University of Nottingham Epidemiologist Stephen Weng explains that the human body is a complex interaction of biological systems and computer science explores these associations in order to come up with predictive tools. Weng’s program sorted through the medical record of 378,256 patients from the UK with the aim of finding patterns that could predict cardiovascular events.

After testing and creating base patterns, the AI algorithms were able to come up with predictions on which patients would experience cardiovascular events over the next 10 years. Since the data the computers were fed came from 2005, researchers were able to match and counter check if their predictions did come true. According to Weng, “the best one—neural networks—correctly predicted 7.6% more events than the ACC/AHA method, and it raised 1.6% fewer false alarms. In the test sample of about 83,000 records, that amounts to 355 additional patients whose lives could have been saved. That’s because prediction often leads to prevention.”

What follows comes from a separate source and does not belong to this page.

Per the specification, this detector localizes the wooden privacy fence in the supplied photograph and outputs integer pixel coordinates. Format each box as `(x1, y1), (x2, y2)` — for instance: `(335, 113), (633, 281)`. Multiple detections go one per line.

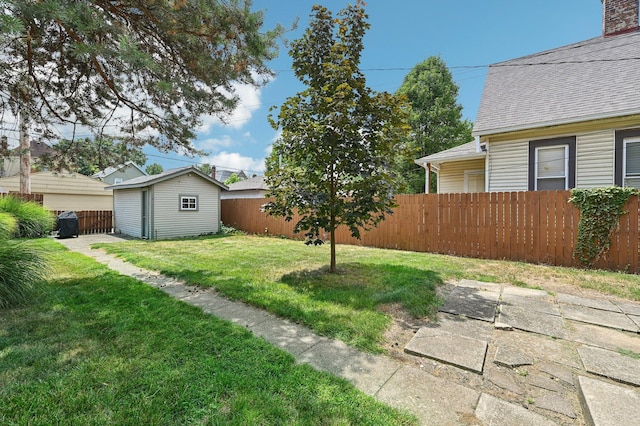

“the best one—neural networks—correctly predicted 7.6% more events than the ACC/AHA method, and it raised 1.6% fewer false alarms”

If more computing power and training data were allocated for similar programs, University of Manchester data scientist Evangelos Kontopantelis says Weng’s project could have achieved bigger gains. There are plans to refine the data and include more predictors in the algorithm such as lifestyle and genetic factors, including diabetes.

But before this technology is hailed as the bold discovery of the century, the data scientist noted that there is a big limitation to the use of Artificial Intelligence. He stressed that these machine learning algorithms can hardly be tweaked by humans. Kontopantelis explained that they can see the data that comes in and comes out, but scientists are left guessing what happens in between.

The medical world is slowly inching towards digitization and automation. The use of robots in the health profession has truly brought medicine to the next level. The ability to predict incidences such as heart attacks with a high degree of accuracy could save millions of lives through prevention. This certainly changes everything and leaves a profoundly deep impact in our quality of life.